Kidnapping has become a tempting career choice for young men at a time of economic slump, double-digit inflation, and 33% unemployment.
In December, gunmen kidnapped 344 boys from the Government Science Secondary School in the northwestern state of Katsina during a night-time raid.
The kidnappers released the boys a week later, but it set off a spate of similar kidnappings across the region.
The bandits took a page from the Islamist militant group Boko Haram, which seized more than 200 schoolgirls from the northeastern town of Chibok in 2014.
That group had ideological aims and forced some of the girls to marry fighters.
The armed kidnappers in the northwest are commercially motivated, experts say.
''You can't tell parents to not pay the ransom and that you (government) will not pay the ransom, and ask parents to allow their loved ones, their little children to stay in the bush forever. No parent will do that,'' Bulama Bukarti said.
Information Minister Lai Mohammed, in an interview with Reuters, defended the strategy not to pay ransoms.
Instead, he said, the government had destroyed multiple bandit camps and tried other approaches to tackle banditry.

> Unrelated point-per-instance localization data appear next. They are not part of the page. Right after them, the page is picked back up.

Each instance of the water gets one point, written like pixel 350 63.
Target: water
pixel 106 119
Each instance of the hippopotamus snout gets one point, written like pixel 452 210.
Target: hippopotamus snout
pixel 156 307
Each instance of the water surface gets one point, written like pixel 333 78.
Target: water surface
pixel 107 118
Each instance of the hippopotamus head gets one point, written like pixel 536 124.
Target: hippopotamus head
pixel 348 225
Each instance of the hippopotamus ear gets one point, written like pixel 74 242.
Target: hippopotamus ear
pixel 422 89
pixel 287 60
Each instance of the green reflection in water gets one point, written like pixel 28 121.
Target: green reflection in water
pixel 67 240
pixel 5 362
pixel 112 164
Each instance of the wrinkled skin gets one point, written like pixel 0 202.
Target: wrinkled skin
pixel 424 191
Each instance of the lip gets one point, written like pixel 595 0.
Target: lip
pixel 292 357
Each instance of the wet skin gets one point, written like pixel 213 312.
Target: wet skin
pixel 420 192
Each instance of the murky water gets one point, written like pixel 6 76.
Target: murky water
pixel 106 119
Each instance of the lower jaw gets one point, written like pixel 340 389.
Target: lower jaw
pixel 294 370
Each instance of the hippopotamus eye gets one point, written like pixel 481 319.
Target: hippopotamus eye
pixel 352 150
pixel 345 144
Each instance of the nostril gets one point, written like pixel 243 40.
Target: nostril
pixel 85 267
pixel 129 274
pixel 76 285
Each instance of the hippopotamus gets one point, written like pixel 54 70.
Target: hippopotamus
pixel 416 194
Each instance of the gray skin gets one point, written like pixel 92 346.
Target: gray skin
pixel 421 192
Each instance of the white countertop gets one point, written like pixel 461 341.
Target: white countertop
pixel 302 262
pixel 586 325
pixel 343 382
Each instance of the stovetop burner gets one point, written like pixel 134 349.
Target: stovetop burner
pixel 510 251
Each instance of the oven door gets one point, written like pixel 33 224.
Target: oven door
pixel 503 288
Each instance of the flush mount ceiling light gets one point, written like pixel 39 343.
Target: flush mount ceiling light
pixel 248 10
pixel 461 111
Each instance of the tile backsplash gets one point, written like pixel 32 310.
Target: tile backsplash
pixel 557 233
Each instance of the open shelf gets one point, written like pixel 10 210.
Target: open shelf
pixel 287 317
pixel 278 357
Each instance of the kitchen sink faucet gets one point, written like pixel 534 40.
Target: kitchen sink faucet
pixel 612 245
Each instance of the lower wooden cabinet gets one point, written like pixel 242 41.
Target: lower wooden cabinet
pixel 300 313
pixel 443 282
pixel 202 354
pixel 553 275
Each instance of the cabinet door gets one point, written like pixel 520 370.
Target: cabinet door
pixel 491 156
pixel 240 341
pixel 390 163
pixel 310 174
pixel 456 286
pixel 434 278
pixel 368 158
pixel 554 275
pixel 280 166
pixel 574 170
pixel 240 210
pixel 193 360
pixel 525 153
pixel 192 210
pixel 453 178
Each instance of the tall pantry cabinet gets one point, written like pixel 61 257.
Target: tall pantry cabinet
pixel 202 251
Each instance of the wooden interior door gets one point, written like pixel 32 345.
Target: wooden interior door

He declined to give details, citing the need for secrecy around ongoing operations but said all levels of government are working to free the children.
''The government is winning the war. I know that while we cannot use this kind of media to discuss strategy as it is security issues, I want to assure you that the government is getting to the root of the problem," Mohammed said.
Aminu Salisu's eight-year-old son was taken in the same daylight raid on Tegina's Salihu Tanko Islamic school in May, alongside more than 130 students.
Salisu cleared out his own savings and sold everything in his shop to raise his contribution.
The owner of the school sold off half the grounds. Together, with the help of friends, relatives, and strangers, the people of Tegina said they raised 30 million nairas.
But that still wasn't enough for the bandits.
Salisu said his whole aim of agreeing to be one of those to deliver the ransom was to set his eyes on his son again, but that never happened.
''I was one of the people who took ransom money to the abductors. My intention was just to be able to see my son, even if it meant they killed me. But when we got there the abductors asked me to go back, so that only the other person would follow them to drop the money. My whole intention of going was to see my son face-to-face,'' he said.
The abductions have piled more pressure on President Buhari, who promised to tackle insecurity at his inauguration in 2019.
They have also tested the security services.
The military pitted against the kidnappers in the northwest, Islamist insurgents in the northeast, separatists in the southeast, and piracy in the Delta, is deployed to at least 30 of Nigeria's 36 states.
The government of Niger state, which includes Tegina, declined to comment. Officials working with the governor said they needed to keep their efforts secret.
Meanwhile, the challenges keep mounting.